I will not feel complete until [Hissène] Habré is in jail. I can’t have psychological peace. We are doing this to prevent it happening again, for future generations.
The dilemma of Habré was for some time not that of African trial vs. European trial, but of trial elsewhere vs. no trial at all.
Here is the essential illogic of war criminals. “If you kill one person, you go to jail,” observes Reed Brody, a lawyer for Human Rights Watch. “You kill 40 people, they put you in an insane asylum. You kill 40,000 people, you get a comfortable exile with your bank account in another country.”

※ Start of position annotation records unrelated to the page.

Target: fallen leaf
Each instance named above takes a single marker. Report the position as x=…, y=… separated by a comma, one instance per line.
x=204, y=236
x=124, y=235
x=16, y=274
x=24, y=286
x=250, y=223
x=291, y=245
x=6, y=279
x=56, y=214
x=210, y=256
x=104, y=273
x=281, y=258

As he speaks, Brody’s driving through N’Djamena, Chad, at work on an indictment against Hissène Habré, dictator of Chad from 1982-1990. The titular figure in Klaartje Quirijns’ fascinating The Dictator Hunter, Brody remains committed to the case, despite serial setbacks (at the time of the shoot, in 2006, he’d been on it for some seven years; currently, Habré’s trial has yet to begin). The documentary, premiering Sunday as the start of Global Voices‘ new season on the PBS WORLD digital channel, does its best to keep up with Brody. As he works to bring Habré to trial, the camera trots behind him or listens in on phone conversations that provide some backstory. Chief among these is Brody’s decision not to take a job with UN High Commissioner for Human Rights Louise Arbour (a job he notes would secure his child’s education, among other things), in order to ensure that the Habré case goes forward: “I really would have liked to work with you,” he sighs, before moving on to the next challenge posed by Habré’s lawyers, one of whom appears here, clownishly calling his client a “calm man” and suggesting that legal actions might be better taken against Gaddafi.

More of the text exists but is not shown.